Authorities said 50 protesters were arrested on the Minnesota interstate and 52 others later on a street near the governor’s mansion, the site of most of the protests since Castile was shot on Wednesday.

“Protesters last night turned into criminals,” St. Paul Police Chief Todd Axtell said. “And I am absolutely disgusted by the acts of some, not all, but some.”

Some 300 people attended a peaceful protest on Sunday afternoon at the St. Anthony Police Department. St.
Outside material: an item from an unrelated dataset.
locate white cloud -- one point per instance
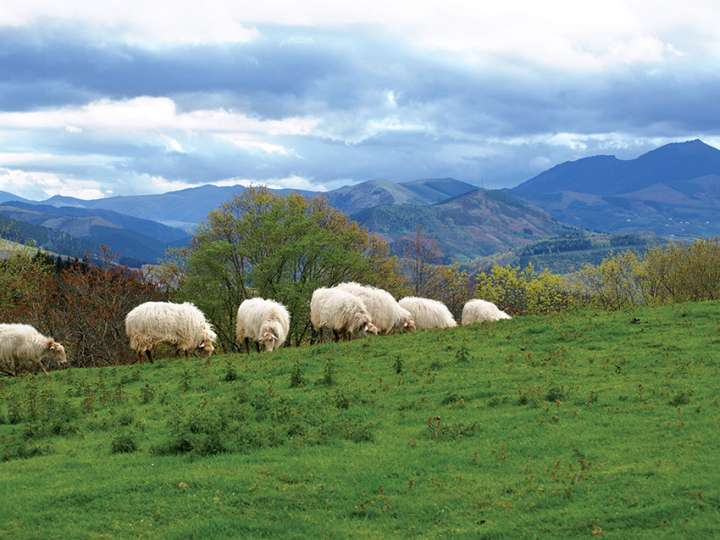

Anthony police patrol the Falcon Heights suburb where Castile was shot.

In Baton Rouge, the capital of Louisiana, police said protests outside their headquarters appeared to be becoming more violent as protesters arrived from out of town.
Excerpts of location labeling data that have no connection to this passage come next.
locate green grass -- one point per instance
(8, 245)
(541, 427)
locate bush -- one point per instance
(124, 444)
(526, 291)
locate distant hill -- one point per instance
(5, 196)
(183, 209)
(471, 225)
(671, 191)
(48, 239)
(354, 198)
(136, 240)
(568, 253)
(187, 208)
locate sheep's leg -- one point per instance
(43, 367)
After his arrest, Mckesson was booked on a misdemeanor charge of obstructing the highway and released from the East Baton Rouge Parish jail, according to the sheriff’s website.
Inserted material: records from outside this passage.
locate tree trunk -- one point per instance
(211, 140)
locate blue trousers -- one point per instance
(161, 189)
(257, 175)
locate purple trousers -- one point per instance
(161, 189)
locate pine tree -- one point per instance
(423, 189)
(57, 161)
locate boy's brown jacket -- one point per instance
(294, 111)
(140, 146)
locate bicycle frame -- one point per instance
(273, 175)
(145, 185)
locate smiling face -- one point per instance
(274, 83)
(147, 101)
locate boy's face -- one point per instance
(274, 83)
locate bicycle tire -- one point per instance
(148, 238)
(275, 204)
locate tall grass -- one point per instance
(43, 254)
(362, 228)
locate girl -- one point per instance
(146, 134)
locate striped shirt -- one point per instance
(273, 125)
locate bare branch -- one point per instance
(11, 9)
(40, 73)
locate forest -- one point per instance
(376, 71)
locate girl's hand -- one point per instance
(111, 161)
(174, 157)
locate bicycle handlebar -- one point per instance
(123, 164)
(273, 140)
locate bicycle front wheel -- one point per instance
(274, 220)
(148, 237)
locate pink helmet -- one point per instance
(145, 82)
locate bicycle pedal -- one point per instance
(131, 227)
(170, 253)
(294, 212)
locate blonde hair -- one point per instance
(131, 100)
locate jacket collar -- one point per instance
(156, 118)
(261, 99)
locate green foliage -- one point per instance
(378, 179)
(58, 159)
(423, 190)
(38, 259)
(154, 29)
Baton Rouge police confiscated three rifles, three shotguns and two pistols at Saturday night’s protest and were wearing helmets, shields and body armor.

Police said those arrested ignored repeated orders to stay out of the street, while demonstrators said officers charged into the crowds seemingly without any obvious provocation.

“The only people who were violent last night were the Baton Rouge Police department,” Mckesson told reporters after his release. “The protesters remained peaceful, both here and across the country.”